The redder states aren't going to be much better than the blue, but all people anywhere care about is money, which makes matters difficult when looking for a heart of gold. (I always say me and mine will pick out the color of our leer jet and which private island after I know she loves me for who I am as a person and not as an objectified, prodigious bank account. The gold digging. Know what I mean?)

New Orleans looks nice, but nowhere is good unless you are rich.

[–] CanadaPlus@lemmy.sdf.org 2 points 1 week ago (1 children)

Oh, well sure, if any contact with American culture makes a place the same, then almost everywhere is the same. Definitely Hawaii. Hawaii is basically a big tourist resort for Americans at this point.

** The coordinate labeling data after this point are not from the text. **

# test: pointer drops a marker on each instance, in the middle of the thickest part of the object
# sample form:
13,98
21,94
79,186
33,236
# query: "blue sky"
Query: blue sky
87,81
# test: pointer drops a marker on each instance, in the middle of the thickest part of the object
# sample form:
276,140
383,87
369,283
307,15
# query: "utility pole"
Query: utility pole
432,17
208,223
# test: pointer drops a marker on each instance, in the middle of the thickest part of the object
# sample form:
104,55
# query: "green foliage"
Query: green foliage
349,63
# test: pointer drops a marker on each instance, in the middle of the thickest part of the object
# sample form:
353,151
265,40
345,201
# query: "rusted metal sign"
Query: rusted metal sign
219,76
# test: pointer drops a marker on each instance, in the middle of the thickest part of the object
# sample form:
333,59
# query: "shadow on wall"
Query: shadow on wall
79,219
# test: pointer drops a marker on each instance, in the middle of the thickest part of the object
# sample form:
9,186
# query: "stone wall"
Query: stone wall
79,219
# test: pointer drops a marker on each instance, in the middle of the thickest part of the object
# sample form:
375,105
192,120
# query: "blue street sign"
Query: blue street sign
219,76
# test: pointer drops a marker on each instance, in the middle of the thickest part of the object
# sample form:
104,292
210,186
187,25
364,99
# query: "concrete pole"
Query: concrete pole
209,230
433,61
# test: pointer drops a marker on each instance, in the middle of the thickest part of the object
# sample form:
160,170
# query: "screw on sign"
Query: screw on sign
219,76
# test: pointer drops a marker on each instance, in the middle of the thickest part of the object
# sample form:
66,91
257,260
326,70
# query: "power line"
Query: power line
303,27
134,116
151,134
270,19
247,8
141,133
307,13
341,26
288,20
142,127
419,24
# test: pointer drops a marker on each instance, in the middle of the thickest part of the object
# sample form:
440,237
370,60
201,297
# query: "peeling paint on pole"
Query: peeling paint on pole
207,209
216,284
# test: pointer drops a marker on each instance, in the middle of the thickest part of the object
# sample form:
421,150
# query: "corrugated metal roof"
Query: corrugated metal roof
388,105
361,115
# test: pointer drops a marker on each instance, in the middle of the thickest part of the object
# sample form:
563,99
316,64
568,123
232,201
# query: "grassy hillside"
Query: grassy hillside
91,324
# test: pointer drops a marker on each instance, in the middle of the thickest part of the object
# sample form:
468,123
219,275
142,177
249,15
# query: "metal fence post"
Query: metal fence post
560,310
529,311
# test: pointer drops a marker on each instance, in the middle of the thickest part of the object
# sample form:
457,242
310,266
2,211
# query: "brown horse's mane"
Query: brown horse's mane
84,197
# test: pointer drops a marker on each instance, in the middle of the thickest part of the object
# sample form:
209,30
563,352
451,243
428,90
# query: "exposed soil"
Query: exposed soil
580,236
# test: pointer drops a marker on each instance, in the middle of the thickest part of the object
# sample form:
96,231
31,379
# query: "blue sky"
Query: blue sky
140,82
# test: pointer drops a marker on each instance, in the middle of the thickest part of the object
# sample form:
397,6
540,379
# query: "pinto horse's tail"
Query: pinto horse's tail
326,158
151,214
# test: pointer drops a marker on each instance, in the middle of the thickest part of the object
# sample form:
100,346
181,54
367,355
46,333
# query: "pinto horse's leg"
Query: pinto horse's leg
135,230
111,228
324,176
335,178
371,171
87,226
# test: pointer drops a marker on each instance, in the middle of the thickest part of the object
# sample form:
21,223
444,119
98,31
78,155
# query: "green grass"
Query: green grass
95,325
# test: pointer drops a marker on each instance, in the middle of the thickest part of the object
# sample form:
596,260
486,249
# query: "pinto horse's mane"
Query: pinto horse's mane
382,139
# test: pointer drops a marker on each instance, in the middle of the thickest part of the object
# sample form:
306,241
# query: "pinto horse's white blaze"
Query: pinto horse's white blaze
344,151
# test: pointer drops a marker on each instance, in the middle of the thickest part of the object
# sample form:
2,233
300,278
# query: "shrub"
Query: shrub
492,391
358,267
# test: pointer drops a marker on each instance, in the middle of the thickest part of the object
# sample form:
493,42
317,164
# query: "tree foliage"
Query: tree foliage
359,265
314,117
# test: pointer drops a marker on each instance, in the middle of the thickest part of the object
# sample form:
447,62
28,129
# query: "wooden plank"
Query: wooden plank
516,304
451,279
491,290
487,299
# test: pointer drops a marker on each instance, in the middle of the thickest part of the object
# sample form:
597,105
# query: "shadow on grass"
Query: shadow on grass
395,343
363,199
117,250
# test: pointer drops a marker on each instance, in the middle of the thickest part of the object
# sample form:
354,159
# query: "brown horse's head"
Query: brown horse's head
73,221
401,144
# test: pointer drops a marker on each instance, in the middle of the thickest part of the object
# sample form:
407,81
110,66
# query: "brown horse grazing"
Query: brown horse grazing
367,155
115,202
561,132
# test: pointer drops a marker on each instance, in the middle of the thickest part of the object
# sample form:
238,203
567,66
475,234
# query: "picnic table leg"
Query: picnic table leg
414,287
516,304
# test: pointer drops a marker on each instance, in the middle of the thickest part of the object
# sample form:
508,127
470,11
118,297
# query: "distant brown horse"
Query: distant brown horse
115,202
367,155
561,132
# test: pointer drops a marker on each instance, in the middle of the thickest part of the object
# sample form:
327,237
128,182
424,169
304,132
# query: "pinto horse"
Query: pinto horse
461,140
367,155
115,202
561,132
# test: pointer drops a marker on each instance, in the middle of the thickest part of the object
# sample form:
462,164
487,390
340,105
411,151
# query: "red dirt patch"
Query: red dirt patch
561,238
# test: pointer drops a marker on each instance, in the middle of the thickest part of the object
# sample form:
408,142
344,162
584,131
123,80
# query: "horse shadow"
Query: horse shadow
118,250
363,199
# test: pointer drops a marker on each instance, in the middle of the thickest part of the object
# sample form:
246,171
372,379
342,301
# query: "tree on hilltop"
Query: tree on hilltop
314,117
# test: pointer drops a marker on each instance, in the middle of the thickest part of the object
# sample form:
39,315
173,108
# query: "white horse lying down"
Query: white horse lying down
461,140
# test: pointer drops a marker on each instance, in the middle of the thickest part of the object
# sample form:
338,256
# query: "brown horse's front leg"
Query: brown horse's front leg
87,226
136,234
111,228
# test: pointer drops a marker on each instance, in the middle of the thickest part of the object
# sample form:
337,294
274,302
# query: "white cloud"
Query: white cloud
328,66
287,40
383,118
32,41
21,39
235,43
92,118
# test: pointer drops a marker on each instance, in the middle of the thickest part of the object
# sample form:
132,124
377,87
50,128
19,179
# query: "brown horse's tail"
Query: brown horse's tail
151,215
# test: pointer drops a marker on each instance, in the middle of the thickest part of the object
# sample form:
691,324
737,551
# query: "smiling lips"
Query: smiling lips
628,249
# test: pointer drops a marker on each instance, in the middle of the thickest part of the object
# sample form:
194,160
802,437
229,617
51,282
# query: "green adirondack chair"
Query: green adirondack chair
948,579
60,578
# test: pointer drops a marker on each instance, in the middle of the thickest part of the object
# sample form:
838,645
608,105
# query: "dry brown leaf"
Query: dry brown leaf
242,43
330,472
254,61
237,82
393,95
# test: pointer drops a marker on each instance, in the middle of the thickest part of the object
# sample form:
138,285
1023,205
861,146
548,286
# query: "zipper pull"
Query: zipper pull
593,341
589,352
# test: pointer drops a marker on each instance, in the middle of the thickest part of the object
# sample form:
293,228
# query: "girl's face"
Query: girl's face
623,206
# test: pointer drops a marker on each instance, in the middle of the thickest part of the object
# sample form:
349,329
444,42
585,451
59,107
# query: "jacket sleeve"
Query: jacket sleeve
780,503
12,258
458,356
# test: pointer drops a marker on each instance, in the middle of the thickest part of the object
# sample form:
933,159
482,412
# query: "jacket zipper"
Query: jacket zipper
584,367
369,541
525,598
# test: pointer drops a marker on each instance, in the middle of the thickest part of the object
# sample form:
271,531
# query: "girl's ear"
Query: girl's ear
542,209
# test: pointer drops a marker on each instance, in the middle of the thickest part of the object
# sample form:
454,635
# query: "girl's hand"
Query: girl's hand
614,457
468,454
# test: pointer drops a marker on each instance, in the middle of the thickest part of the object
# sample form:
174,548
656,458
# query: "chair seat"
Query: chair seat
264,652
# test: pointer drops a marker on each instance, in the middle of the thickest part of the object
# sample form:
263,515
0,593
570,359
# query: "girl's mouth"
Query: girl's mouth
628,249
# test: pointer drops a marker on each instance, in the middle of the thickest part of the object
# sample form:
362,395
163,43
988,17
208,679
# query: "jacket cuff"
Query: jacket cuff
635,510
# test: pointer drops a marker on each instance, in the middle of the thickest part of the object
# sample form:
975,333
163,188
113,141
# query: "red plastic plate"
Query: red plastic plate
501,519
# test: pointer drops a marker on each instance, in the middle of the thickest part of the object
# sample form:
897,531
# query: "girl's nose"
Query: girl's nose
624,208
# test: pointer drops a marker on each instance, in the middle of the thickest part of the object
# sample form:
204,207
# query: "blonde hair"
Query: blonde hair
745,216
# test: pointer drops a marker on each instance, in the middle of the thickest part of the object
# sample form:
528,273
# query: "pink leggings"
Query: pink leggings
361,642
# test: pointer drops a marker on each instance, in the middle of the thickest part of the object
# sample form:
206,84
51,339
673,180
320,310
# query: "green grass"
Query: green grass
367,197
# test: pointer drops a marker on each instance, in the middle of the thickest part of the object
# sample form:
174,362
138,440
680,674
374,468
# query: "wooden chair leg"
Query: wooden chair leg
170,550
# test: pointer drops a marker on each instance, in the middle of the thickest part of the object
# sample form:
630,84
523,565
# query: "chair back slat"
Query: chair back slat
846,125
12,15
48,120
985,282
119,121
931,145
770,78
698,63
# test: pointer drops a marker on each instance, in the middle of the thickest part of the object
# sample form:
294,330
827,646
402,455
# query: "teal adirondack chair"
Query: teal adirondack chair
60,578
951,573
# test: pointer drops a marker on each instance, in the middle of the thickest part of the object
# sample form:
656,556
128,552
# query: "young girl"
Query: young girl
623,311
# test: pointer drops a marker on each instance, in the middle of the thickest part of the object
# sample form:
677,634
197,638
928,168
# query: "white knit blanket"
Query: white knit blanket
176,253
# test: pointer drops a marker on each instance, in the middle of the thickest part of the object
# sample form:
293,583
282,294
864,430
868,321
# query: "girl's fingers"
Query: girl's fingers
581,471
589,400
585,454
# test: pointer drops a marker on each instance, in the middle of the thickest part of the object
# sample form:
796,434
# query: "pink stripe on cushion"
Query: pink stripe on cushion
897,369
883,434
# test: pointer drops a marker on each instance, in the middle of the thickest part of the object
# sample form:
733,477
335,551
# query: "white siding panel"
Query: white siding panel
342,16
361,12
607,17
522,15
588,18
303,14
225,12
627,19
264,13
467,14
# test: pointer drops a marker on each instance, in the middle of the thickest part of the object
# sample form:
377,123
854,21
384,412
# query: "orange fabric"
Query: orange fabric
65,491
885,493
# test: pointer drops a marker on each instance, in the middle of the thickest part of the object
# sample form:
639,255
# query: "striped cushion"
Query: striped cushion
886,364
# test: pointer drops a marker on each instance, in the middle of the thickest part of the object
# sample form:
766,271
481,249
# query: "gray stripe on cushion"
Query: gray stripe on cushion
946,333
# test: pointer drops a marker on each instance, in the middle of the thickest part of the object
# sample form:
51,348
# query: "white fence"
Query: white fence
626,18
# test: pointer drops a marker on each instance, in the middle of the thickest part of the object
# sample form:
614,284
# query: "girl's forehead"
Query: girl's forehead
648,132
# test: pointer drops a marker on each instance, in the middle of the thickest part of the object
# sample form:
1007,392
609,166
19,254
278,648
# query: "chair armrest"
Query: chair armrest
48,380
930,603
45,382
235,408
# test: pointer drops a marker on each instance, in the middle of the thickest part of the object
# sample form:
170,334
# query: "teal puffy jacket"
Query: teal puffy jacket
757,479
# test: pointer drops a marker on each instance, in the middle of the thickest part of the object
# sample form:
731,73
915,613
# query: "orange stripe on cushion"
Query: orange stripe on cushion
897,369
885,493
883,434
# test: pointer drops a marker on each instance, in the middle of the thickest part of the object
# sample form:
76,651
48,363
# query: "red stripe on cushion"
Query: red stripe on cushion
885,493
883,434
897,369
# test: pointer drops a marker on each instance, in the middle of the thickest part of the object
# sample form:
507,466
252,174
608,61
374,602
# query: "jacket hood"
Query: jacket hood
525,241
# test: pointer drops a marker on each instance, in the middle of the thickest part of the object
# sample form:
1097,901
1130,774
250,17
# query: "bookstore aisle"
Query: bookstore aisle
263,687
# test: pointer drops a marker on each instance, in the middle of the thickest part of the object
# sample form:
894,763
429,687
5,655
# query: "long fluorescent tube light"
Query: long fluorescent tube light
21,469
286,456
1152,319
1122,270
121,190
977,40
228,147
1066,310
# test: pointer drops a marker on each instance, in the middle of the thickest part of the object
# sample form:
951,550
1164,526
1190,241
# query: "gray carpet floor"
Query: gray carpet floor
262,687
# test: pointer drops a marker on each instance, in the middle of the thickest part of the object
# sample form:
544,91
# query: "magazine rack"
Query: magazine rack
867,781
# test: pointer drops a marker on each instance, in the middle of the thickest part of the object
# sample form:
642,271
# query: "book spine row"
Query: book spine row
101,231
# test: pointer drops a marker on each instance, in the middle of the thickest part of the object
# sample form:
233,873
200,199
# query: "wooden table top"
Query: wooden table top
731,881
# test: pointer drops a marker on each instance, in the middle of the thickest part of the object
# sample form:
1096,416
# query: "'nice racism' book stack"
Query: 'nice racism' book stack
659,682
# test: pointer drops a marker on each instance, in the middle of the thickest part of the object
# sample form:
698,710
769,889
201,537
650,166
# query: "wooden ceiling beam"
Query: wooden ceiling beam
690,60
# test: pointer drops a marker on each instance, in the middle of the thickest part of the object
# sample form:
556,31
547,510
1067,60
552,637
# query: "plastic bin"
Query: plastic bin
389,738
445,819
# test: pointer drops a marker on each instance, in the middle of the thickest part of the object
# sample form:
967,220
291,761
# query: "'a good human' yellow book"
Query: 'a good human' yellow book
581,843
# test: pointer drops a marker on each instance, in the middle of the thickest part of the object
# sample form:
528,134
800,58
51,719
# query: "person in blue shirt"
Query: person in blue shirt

As for money and status-seeking, that's as old as agriculture, as is people who don't money and status suffering.

[–] lightscription@lemmy.world 1 points 1 week ago

Yep. But as a student of history around the world, it certainly used to be possible to travel to a new place. Imagine Persia for the Greeks or China for Marco Polo. The journey wasn't impossible and the destination was completely different. That was true to some extent even in the US. The homogeneity of today is just staggering. Same bullshit everywhere and no variations really on the overplayed theme.